Thetis cracked me on the head with the butt of his mace. “We’re hungry. Get us those fishermen and we’ll consider letting you have a bite.”

I opened my mouth to argue. All of them glared at me, shifting their weapons. I huffed.

“You’ll have to untie my hands.”

They traded uneasy looks. Hunger must have won out, because Thetis finally loosened the rope from my hands. He added an extra loop around my neck to be sure.

How was I going to get out of this? I’d never lured a human with the intent to kill. I didn’t want to start now. I wondered if I’d be able to let these people escape and make it seem accidental.

I swam between Nestor and Thetis, refusing to make eye contact with any of them.

The fishermen were inexperienced. I could feel them stomping around loud enough to scare off every fish within a league. Also the ice was barely a hand thick and dangerously cracked. One wrong step and they would fall through. And what were they doing so close to a merman army with everything going on? Something was off.

Surfacing carefully to make sure no one was poised up there with a weapon, I prepared to turn on the charm—and stopped.

It wasn’t fishermen. It was Meela, peeking out from behind a mound of snow.

I nearly shouted in relief.

She waved me over. I hesitated, still processing what was happening. Had she set up the net? Or had she found it here and climbed up? What the heck was her plan?

Meela gestured again, more urgently. I pointed to the ropes around my neck and tried to indicate that they were tied around my waist, too. She nodded in acknowledgement, but kept beckoning me over.

I supposed that even if she helped me sever the ropes, the guys would notice the slackening and come investigate before I could be cut free.

She must have had a plan. Or was this another reckless moment of hers?

I met her wide, green eyes.

She wouldn’t endanger me. I had to trust her.

I hoisted myself onto the ice, doing my best to use the same careful pace I would use in luring a human.

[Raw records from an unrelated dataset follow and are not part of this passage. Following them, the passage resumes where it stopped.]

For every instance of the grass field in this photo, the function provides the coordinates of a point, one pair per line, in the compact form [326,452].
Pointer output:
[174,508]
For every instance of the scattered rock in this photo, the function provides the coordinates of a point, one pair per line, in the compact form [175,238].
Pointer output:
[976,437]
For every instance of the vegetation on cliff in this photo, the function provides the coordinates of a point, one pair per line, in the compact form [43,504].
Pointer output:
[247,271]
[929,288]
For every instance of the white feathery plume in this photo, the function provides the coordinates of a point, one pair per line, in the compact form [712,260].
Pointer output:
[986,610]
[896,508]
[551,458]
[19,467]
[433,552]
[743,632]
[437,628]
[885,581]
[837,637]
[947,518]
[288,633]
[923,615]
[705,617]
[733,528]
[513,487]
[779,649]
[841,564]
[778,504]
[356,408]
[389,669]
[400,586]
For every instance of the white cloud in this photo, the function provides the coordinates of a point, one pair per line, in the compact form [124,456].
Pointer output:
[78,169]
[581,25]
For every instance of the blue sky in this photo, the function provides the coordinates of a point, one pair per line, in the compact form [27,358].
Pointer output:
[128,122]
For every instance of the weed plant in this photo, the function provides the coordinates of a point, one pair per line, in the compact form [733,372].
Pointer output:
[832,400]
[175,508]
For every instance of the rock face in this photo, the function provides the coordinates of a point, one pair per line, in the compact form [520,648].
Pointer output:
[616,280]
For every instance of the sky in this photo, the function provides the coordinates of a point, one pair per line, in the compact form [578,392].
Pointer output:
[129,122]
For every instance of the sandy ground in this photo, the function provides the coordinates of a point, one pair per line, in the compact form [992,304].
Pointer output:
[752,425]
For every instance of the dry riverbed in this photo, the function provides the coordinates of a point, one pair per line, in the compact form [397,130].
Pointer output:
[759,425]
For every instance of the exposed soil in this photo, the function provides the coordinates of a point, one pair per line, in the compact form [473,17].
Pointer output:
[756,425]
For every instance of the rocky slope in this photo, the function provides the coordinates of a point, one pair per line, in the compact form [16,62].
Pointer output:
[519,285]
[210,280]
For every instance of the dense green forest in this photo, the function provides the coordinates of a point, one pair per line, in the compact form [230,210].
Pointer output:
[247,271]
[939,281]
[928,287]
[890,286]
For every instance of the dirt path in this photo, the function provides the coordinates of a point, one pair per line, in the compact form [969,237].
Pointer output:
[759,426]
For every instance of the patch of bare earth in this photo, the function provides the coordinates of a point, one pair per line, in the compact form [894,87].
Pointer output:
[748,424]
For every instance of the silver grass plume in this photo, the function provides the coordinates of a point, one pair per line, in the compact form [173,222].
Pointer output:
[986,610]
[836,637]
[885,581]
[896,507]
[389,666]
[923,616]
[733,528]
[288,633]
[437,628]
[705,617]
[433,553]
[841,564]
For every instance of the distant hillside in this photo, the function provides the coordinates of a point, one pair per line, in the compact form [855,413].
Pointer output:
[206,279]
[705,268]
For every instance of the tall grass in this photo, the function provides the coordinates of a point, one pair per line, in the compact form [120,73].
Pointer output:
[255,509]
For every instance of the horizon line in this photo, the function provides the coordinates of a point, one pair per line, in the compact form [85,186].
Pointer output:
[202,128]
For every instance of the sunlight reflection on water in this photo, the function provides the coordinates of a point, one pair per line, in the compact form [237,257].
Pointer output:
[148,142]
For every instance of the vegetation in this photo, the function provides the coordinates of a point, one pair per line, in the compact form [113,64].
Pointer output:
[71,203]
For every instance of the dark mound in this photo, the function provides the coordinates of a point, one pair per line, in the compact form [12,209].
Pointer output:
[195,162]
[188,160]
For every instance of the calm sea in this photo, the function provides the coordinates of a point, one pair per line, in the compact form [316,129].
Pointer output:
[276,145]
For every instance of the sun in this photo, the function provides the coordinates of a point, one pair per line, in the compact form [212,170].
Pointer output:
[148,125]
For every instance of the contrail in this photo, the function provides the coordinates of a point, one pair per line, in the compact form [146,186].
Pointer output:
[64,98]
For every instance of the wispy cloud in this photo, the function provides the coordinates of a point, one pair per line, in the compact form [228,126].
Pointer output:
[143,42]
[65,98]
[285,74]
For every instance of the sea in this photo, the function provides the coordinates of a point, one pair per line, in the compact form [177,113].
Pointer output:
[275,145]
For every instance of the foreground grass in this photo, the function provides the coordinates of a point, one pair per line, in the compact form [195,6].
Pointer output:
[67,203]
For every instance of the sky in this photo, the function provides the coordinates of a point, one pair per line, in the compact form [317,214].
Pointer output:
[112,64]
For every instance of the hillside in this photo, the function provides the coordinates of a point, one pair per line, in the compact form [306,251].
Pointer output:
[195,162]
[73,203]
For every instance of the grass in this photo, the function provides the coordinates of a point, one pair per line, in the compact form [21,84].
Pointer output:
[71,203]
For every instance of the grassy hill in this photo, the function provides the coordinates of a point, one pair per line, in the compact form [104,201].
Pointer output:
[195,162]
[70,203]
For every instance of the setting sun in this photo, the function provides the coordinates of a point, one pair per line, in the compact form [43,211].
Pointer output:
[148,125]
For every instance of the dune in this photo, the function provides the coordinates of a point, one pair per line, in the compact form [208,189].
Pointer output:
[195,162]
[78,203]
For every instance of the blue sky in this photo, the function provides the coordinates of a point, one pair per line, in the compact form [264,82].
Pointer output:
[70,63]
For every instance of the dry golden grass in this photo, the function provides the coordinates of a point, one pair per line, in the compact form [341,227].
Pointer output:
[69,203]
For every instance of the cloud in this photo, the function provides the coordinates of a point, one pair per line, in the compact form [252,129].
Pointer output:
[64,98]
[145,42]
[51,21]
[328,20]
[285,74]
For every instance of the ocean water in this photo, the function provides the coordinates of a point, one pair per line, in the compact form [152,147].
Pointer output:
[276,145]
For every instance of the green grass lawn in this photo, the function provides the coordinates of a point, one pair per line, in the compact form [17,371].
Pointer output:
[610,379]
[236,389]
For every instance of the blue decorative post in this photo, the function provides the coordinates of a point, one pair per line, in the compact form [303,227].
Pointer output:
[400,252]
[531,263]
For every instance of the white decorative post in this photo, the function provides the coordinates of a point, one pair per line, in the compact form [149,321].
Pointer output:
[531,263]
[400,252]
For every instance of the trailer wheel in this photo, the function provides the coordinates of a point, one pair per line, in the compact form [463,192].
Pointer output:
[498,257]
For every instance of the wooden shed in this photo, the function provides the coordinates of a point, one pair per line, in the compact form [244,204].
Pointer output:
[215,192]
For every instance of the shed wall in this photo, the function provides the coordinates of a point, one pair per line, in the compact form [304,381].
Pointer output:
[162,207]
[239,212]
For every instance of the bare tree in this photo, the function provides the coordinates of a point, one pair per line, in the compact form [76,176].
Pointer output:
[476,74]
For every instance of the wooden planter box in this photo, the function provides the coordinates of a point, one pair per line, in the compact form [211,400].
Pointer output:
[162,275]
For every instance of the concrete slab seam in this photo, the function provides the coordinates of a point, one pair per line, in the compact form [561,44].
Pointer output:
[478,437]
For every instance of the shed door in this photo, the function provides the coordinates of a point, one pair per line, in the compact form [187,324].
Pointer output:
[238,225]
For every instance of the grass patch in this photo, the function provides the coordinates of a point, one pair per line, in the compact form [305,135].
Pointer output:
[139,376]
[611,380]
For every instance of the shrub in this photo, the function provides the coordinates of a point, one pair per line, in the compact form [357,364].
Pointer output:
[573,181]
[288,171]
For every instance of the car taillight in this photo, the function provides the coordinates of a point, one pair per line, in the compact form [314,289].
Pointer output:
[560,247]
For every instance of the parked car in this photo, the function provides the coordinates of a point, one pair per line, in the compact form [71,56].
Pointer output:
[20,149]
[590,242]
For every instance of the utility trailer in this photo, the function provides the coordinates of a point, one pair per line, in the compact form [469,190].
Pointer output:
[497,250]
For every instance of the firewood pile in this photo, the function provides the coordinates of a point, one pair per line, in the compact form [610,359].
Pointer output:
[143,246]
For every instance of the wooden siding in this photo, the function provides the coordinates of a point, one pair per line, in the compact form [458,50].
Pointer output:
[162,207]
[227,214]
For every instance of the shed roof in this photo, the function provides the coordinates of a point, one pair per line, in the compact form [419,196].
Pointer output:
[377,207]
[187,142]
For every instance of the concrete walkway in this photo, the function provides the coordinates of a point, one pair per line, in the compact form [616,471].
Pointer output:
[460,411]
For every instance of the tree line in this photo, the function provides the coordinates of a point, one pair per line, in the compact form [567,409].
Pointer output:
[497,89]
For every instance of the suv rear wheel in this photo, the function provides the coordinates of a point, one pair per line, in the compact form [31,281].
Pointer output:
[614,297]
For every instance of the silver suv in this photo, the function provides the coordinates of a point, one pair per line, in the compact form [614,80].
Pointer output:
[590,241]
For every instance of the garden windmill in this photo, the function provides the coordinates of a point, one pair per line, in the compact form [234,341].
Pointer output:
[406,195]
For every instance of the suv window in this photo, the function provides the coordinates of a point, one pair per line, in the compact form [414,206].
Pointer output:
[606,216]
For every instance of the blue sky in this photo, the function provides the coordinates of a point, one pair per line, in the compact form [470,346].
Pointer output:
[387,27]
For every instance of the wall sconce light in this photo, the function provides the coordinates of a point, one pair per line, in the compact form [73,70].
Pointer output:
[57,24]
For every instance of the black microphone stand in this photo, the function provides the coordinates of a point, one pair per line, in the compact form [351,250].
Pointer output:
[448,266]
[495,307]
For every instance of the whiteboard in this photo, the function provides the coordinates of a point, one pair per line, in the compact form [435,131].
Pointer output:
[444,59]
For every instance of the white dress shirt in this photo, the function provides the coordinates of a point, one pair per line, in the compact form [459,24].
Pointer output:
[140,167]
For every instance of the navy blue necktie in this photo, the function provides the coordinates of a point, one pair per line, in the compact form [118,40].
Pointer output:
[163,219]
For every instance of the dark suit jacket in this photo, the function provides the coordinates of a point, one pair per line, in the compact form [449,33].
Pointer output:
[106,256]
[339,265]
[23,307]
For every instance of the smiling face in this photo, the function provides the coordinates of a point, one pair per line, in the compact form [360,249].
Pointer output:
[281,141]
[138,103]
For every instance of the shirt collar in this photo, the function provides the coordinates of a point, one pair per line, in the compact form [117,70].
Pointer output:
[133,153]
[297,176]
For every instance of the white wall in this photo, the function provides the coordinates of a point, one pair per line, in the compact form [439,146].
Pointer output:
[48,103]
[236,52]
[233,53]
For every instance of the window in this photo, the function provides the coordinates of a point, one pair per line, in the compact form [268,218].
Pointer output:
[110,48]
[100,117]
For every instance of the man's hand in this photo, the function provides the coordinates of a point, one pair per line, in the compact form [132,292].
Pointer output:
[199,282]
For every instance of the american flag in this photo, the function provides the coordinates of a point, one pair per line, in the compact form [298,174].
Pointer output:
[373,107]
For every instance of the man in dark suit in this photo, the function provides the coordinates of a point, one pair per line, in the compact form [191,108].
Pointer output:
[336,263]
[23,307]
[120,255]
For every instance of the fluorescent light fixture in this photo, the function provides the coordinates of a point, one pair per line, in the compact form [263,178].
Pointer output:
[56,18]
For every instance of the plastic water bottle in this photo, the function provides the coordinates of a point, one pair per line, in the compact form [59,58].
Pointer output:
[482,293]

As far as the guys below were concerned, I was still hunting their dinner.

“Catch,” whispered Meela, her voice a breath on the wind.

She threw something to me. It was a bag, jammed full of something soft.

What the—?

The stench hit me and I wrinkled my nose. The bag was full of blood and guts. It had begun to freeze, turning thick and slushy. Where did she get this from? What was I supposed to do with it?

Meela mimed shooting a crossbow at me.

Comprehension dawning, I curled my lips in a smirk. Her answering smile was the most wonderful thing I’d seen in days.

Giving her a grim salute, I upended the bag and let out my most blood-curdling scream. The bag’s contents spread across the ice, most of it freezing instantly but some trickling into the cracks.

I imagined the guys below panicking, thinking I’d been shot. If they felt threatened by iron, they wouldn’t surface right away—if at all. It gave me a precious fragment of time.